Francisco Javier Nieves Aguilar
Cuentan que había una vez un señor que padecía lo peor que le puede pasar a un ser humano: su hijo había muerto. Desde la muerte y durante años no podía dormir. Lloraba y lloraba hasta que amanecía. Una noche, mientras dormía se le apareció un ángel y le dijo:
— Basta ya de llorar.
— Es que no puedo soportar la idea de no verlo nunca más–, clamó el hombre.
El ángel le respondió:
— ¿Lo quieres ver?
El hombre lógicamente responde afirmativamente. Entonces el ángel lo agarró de la mano y lo subió al cielo.
— Ahora lo vas a ver, quédate acá.
Por una acera enorme empiezan a pasar un montón de niños, vestidos como angelitos, con alitas blancas y una vela encendida entre las manos.

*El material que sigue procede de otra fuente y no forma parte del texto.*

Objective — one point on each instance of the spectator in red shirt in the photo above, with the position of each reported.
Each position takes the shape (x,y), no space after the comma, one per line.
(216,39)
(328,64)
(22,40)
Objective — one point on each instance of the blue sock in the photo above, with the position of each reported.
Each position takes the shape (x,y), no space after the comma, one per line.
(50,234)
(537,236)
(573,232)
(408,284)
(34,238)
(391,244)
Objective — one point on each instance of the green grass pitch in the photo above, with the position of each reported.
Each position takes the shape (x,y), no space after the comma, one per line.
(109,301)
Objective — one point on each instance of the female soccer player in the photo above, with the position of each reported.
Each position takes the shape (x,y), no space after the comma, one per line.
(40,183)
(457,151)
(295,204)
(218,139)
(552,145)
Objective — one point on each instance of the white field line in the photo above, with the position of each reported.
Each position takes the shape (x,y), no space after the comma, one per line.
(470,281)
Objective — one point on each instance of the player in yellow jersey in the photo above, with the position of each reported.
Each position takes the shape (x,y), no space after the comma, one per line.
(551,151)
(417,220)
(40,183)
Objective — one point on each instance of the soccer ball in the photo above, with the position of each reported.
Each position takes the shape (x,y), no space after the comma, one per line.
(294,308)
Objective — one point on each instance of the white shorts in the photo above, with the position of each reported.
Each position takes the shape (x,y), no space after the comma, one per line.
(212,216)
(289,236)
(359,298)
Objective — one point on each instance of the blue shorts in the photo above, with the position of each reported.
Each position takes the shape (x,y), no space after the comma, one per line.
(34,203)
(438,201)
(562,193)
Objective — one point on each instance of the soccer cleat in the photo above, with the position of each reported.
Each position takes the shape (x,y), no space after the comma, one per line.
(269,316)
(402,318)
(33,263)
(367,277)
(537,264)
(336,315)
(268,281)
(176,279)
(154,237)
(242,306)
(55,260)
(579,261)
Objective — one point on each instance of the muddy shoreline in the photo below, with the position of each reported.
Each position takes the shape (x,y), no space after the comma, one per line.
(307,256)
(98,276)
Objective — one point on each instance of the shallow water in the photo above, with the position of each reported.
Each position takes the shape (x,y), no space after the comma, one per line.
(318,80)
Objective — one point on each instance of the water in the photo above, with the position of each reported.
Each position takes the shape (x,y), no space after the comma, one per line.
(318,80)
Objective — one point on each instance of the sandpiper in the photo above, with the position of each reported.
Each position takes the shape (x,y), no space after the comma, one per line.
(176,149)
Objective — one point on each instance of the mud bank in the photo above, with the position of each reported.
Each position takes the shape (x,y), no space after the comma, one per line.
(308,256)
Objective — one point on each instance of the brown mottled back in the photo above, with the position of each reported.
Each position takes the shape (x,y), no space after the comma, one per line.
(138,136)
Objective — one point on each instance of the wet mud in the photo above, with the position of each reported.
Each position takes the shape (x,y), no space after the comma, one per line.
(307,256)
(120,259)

El hombre dice:
— ¿Quiénes son?–, y el ángel le responde:
— Éstos son los niños que han muerto en estos años y todos los días hacen este paseo con nosotros, porque son puros.
— ¿Mi hijo está entre ellos?
— Sí, ahora lo vas a ver.
Y pasan cientos y cientos de niños.
— Ahí viene, le avisa el ángel.
El hombre lo ve, ¡Radiante!, como lo recordaba. Pero hay algo que lo conmueve: entre todos es el único niño que tiene la vela apagada, y él siente una enorme pena y una terrible congoja por su hijo.
En ese momento el niño lo ve, viene corriendo y se abraza a él. El padre abraza a su hijo con fuerza y le dice:
— Hijo, ¿por qué tu vela no tiene luz? ¿Qué no encienden tu vela como a los demás?
— Sí papá, cada mañana encienden mi vela igual que la de los demás niños. Pero, ¿sabes qué pasa papá? Cada noche tus lágrimas apagan la mía.